Racing cars and cigarette advertising seam to go hand in hand. The 2008 Grand Prix season was the first time in its history that tobacco logos where absent from car liveries. The absent of these logos is a first step, but over the years watching Damon Hill, Allan Prost, Ayrton Senna, Michael Schumacher, Mika Häkkinen, Fernando Alonso and Kimi Räikkönen, all world champions, driving cars dressed as cigaret packets, a stronger more visible stance is required. Now its time to promote and endorse non smoking.
Using an F1 cars livery to address a public issue is not new in F1. In 2007 Honda, the team that morphed into Brawn GP, displayed a giant world map that covered every inch of the car and raced for the green agenda with the slogan ‘Earth Car’. A precedent has been set, many believe green issues where contradictory to F1, but using advertising space to raise awareness for a good cause must be a positive thing. A progression to Oliviero Toscani advertising campaigns for Benetton that drew attention to global issues of race, AIDS, war, genocide and the death penalty. And in football charitable promotions on teams shirts; FC Barcelona and UNICEF, Aston Villa and Acorns Children’s Hospice.
The simple application of a No Smoking sticker would be a tangible and efficient way of readdressing the balance of a sport polluted by the involvement and endorsement of tobacco companies, a badge of progress, a sign of commitment. A small humble gesture that represents something bigger, like the wearing a red poppy on Remembrance Sunday or wearing an aids awareness Red Ribbon. A grain of sand in an oyster.

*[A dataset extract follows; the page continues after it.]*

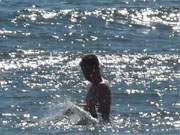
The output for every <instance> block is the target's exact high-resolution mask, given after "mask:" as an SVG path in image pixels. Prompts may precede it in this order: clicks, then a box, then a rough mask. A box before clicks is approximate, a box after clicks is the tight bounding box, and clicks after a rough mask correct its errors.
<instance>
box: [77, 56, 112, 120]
mask: <svg viewBox="0 0 180 135" xmlns="http://www.w3.org/2000/svg"><path fill="white" fill-rule="evenodd" d="M80 66H81V69H82V71H83V74H84V76H85V78H86V79H87V80H88V81H89V82H91V83H92V85H91V87H90V89H89V90H88V93H87V96H86V105H85V107H84V108H85V109H86V110H87V111H89V112H90V113H91V115H92V116H93V117H95V118H97V111H96V109H98V112H99V113H100V114H101V115H102V118H103V120H104V121H105V122H109V115H110V108H111V107H110V106H111V91H110V88H109V84H108V83H107V81H104V80H103V79H102V77H101V74H100V69H99V61H98V59H97V57H96V56H95V55H86V56H84V57H83V58H82V61H81V63H80Z"/></svg>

History of Formula One & Tobacco Advertising
Ever since the first appearance of the Red, Gold and White colors of the Imperial Tobacco's Gold Leaf brand sponsorship livery in 1968, teams, drivers and circuits of Formula One (F1) have become heavily dependent on the financial backing of their sponsors and for many decades the tobacco industry played the major role in sponsoring the sport. In 1976, Germany began the trend in outlawing tobacco sponsorships in motor races, then it was followed by United Kingdom in 1984, starting with major races and the rest in later years and in 1992 in France. As anti-smoking legislation began to tighten in many parts of the world F1 became an even more important opportunity for cigarette brand promotion. The negotiating skills of the F1 leadership (especially Bernie Ecclestone) were such that in many jurisdictions F1 achieved some exemptions from the rules. However there is now a blanket ban on advertising in Europe, and the cars are not allowed to show any links with the tobacco companies and increasingly, the teams are breaking their dependence on tobacco sponsorship. In 2000, WilliamsF1became the first major team to run without tobacco sponsorship, and McLaren have now replaced the West brand and no longer have any tobacco sponsors. Renault ended the deal with Mild Seven after the 2006 season. Ferrari on the other hand renewed their arrangements with Philip Morris in 2005 .
At the 2007 Bahrain, Monaco and Chinese Grands Prix, Altria Group's Marlboro brand was prominently on display on the Ferrari cars of Felipe Massa and Kimi Räikkönen, on their jumpsuits and also those of the pit crew. Ferrari was the only team that was still promoting a cigarette brand in the 2007 Formula One season. Since the start of the 2008 season, Ferrari has no longer carried Marlboro logos at any races, even those at which tobacco advertising is allowed. It is therefore unlikely that any F1 car will ever directly advertise tobacco again. A similar ruse has been pulled by Marlboro and Verizon Wireless-sponsored cars by Penske Racing in the IRL and NASCAR (where Verizon is not allowed under NASCAR's wireless advertising ban).